Edvan Miranda Santana, de 27 anos, é circense e eletrotécnico e percebe uma expulsão silenciosa dos negros de Niterói.

— Niterói é uma cidade embranquecida e que expulsa os negros pelo alto custo de vida. Já trabalhei em estaleiro, e é nítida a diferença de cargos entre brancos e negros. O negro é soldador, ocupa um cargo técnico, mas nunca é o gerente, mesmo quando tem a mesma formação do que um branco. Existe a ilusão de que o mercado funciona a partir do seu “gabarito”, mas ele funciona à base do networking. Quando que o negro tem a oportunidade de transitar nos mesmos lugares e com as mesmas pessoas que os brancos? — pergunta.

Para ele, o empresariado não se preocupa em promover a equidade de oportunidades.

— Quando botam o negro na publicidade é para se aproximar do público, mas fica só nisso.

Desempregado há dois anos, Wellington Barreto Bazílio, de 24, atualmente estuda para ingressar no curso de Design da UFF. Depois que foi dispensado de uma obra em que fazia instalação de esquadrias, passou a ter uma árdua rotina.

— Entreguei muito currículo, mas nada surgiu.
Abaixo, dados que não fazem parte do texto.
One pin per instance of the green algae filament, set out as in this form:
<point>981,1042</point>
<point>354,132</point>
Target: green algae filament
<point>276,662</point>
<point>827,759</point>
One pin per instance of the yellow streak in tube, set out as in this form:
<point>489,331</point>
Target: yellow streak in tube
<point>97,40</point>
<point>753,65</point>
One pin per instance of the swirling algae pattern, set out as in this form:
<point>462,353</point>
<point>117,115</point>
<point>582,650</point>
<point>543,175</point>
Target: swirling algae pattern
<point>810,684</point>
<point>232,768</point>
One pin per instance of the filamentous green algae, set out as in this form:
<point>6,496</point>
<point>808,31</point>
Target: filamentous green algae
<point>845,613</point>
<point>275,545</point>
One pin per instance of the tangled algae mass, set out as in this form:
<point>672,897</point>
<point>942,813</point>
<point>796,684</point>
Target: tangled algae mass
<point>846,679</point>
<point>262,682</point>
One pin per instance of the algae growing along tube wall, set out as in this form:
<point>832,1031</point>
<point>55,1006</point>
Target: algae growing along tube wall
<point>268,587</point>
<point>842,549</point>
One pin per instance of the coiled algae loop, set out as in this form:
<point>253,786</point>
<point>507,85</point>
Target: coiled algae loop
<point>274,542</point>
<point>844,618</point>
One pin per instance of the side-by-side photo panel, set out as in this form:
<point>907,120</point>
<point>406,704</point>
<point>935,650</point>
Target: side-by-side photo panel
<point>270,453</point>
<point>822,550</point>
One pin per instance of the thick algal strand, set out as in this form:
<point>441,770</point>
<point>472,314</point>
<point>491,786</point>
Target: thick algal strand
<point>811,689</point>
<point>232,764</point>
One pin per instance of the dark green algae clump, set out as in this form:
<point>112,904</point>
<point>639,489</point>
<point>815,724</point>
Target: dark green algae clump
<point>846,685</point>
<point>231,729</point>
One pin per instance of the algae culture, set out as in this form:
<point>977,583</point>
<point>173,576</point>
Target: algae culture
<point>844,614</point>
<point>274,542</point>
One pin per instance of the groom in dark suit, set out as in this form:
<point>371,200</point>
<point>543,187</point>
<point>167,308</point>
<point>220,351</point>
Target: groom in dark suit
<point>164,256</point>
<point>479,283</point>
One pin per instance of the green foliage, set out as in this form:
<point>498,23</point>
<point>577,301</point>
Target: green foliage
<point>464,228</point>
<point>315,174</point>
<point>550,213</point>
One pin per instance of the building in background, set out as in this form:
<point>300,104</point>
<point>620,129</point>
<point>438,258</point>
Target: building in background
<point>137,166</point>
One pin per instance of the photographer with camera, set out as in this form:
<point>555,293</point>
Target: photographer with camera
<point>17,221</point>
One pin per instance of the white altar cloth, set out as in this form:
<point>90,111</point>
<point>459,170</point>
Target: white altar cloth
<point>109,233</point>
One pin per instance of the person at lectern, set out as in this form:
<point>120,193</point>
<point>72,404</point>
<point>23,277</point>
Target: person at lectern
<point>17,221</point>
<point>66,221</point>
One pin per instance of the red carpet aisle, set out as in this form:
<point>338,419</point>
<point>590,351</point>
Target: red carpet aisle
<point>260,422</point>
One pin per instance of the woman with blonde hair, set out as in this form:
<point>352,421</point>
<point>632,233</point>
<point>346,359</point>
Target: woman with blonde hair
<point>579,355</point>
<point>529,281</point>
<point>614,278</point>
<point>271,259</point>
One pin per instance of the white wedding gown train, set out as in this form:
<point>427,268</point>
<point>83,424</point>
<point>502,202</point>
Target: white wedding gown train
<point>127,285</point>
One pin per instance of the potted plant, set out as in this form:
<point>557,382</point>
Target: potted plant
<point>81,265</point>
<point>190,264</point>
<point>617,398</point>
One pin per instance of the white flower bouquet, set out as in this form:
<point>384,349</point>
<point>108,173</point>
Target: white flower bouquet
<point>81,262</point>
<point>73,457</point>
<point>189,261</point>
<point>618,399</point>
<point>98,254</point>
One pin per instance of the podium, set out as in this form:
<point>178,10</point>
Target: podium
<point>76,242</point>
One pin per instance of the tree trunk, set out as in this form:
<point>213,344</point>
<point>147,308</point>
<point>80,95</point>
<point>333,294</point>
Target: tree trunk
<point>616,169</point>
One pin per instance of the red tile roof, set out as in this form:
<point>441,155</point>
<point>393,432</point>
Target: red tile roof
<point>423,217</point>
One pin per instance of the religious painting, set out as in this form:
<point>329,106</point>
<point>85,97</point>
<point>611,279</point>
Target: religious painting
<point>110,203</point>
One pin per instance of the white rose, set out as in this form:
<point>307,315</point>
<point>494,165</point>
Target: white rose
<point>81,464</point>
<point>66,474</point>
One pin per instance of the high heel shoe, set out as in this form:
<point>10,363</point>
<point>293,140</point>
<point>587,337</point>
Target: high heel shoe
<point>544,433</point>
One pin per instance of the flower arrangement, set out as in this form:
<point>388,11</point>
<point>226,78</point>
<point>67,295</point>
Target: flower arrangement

Cansa sair cedo de casa, andar o dia todo no sol, bem vestido, e voltar sem resultados. As opções de trabalho para pessoas negras no mercado são limitadas — afirma.

A estudante alagoana Thays Ribeiro, de 25 anos, conta que uma recrutadora perguntou o motivo de ela não prender o cabelo, deixando-a sem reação.

— Já fui auxiliar de farmácia, vendedora, caixa, frentista e garçonete. Aqui no Rio já deixei vários currículos, mas não consigo emprego. A experiência em carteira não conta. Teve uma rua de Icaraí em que eu e um amigo fomos entregar currículo e não tivemos coragem de entrar porque todos os funcionários eram brancos. Nessa rua inteira, só tinha uma loja com funcionários pretos — relata.

Associação de Recursos Humanos diz que racismo ‘nunca é declarado’

Para o presidente da Associação Brasileira de Recursos Humanos do Estado do Rio (ABRH-RJ), Paulo Sardinha, garantir a igualdade de oportunidades é um dos grandes desafios do setor. Por isso, grandes indústrias e empresas adotam práticas avançadas de recursos humanos no recrutamento e seleção de pessoas de forma a promover a diversidade.

— As multinacionais costumam ter práticas avançadas para garantir a inclusão das minorias. Mas São Gonçalo e Niterói não têm grandes indústrias, não têm empresas tão bem estruturadas. Nessas áreas, os setores que empregam são o comércio e o de serviços, para o atendimento ao público. O baixo número de pessoas negras contratadas revela o racismo velado nas vagas para lidar com o público. Isso é um fato — argumenta.

Para garantir o ingresso de pessoas negras e também de mulheres e deficientes no mercado é fundamental que as empresas tenham a política clara de não discriminação.

— É importante que existam normas ou códigos escritos e trabalhados dentro das empresas que vetem o preconceito. Além disso, pode-se incentivar a preferência na contratação de empregados que pertençam a reconhecidas minorias, independentemente de cotas impostas por legislação — diz Sardinha, que reitera. — O racismo nunca é declarado.

Para pensar o tema, a ABRH-RJ promove nos dias 3 e 4 de outubro o Fórum da Diversidade, na sede da Firjan, no Centro do Rio, para discutir com profissionais o combate ao racismo e outras formas de discriminação:

— O índice de escolaridade é, infelizmente, uma barreira anterior ao recrutamento, e o da população negra é inferior ao da branca. Mas quando se tem oferta maior de negros, nada justifica que a empregabilidade de brancos seja muito mais elevada que o de negros. É uma relação direta quantitativa.